We’re typical in that we want the government to pay part of it. Where we’re atypical is we really, really go for the official charitable donation tax receipts.
I’ve been told by other storytellers that, once you’ve been paid a few times for telling and established the value of your time, you can claim free or discounted concerts as a donation. I like that!
What bugs me, though, is how hard it is for a branch of a major charity to give a tax receipt.
When the school sells chocolate bars, I ask how much profit they make per carton, and hand them a cheque. They get the same money, we avoid the calories, and it’s not my problem if the fundraising company is short a few young slaves. You’d expect the principal to be able to write me a receipt, right? Nope. Only the board can write charitable receipts. So, I have to get a form from the board website, fill it out, attach my cheque, and make very sure that the fundraising committee knows they should get the money. The form was new two years ago, and for the first year you couldn’t specify a specific school or fundraising event. Now you can, although the principal has to formally ask for the board to give it back to them.
The Tai Chi group was the same. All money was sent to head office, which paid our rent, and the we got our accounting statements several months later.
Girl Guides did it, too. The unit leader could reimburse you for the hot dogs you bought for the camp, and for your milage, but couldn’t do a thing if you donated money. That was dealt with at the city level.

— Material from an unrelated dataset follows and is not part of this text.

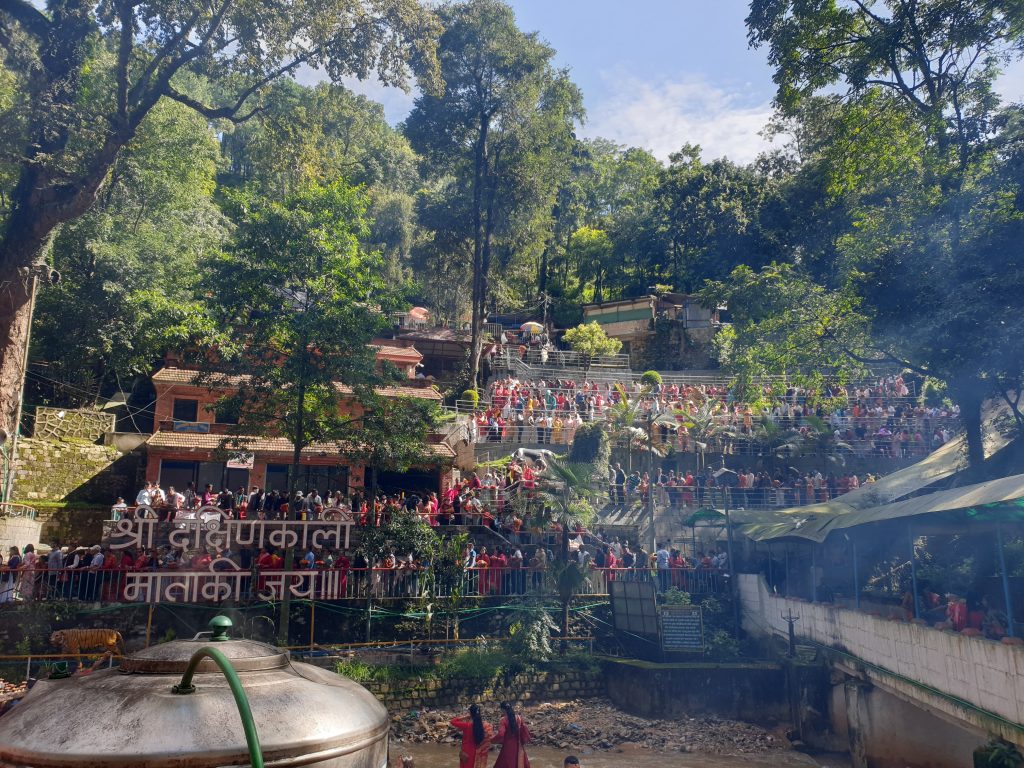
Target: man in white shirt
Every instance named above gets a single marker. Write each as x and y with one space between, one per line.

The school librarian told me today that, yes, she’d be delighted to take some old primary readers off our hands, but she hoped we wouldn’t expect to see them in the actual library. She’d have to send them to central processing, where they would spend a few months being catalogued, and they often reject books that have evidence of being enjoyed. She’ll give them directly to the primary teachers instead, which I’m just as happy with. Adding them to the book sale would also make me happy. I can see them being rejected if they were unsuitable material for a school library, or if there were already enough similar books. But it really irks me that the board, which is yelling for more money, might refuse them simply because my family actually read them!
My theory is that they don’t want to admit the library is so desperate they’ll take used books. No, they’d rather have books they bought themselves decades ago, that are falling apart, or no books at all.